Farmer and Johannessen got the idea to create a café at the site while working their land at Farmer’s Table Farm, which is located on the Stone Mountain Farm property. Observing all the activity going by them on the trail, it occurred to the couple that they could create a resting spot for all of those Rail Trail enthusiasts, and serve them fresh food straight from their farm.
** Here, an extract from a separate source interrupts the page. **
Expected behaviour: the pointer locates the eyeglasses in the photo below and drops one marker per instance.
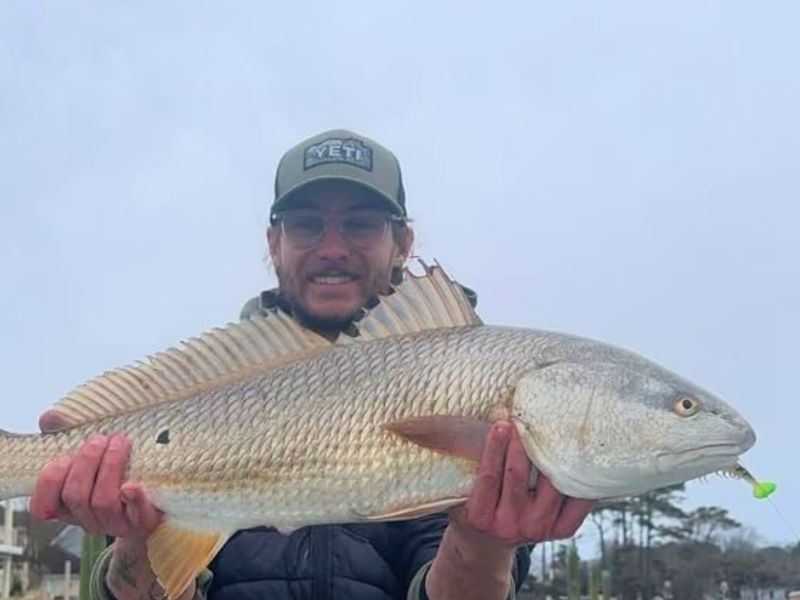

Remembering how they’d experienced different types of food carts offering local cuisine on their travels throughout Europe, Asia and Africa, the pair decided to bring that concept to their own back yard.
With the help of a successful Kickstarter crowdfunding campaign, they were able to build the cart with a kitchen that meets all the requirements and are now open Saturday and Sunday from 9 a.m. to 8 p.m., offering a Saturday market time from 9 a.m. to 12 noon with baked goods and produce from their farm. The café is also open on Fridays from 5 to 8 p.m., staying open later for music and performance events, and will occasionally close to the public to cater private affairs.
The café accommodates the many dog-walkers on the trail by offering homemade dog bones to their canine companions, and it has have horse treats for the equine crowd on the trail. There are even hitching posts for horses with picnic tables nearby, so riders can hang out with their horses while both enjoy a snack. Bicycle racks are installed for cyclists, and those who arrive on motorized wheels will find ample parking at the spot, too. The location is tricky to find using online mapping services, Farmer says, but searching for 310 River Road Extension in New Paltz will get you there. Park in Parking Lot A, and look for the café.
Farmer’s Table Farm produces a diverse variety of greens, with micro-greens its specialty. Harvested after just seven to ten days, says Farmer, micro-greens are basically seeds that are planted in organic soil and sprouted. Micro-greens come in a variety of sizes, he adds, but at their farm they prefer the heartier varieties: sunflower greens, pea shoots and buckwheat greens. “They’re full of all kinds of vitamins and minerals, and the sunflower greens are quite high in protein for a green.”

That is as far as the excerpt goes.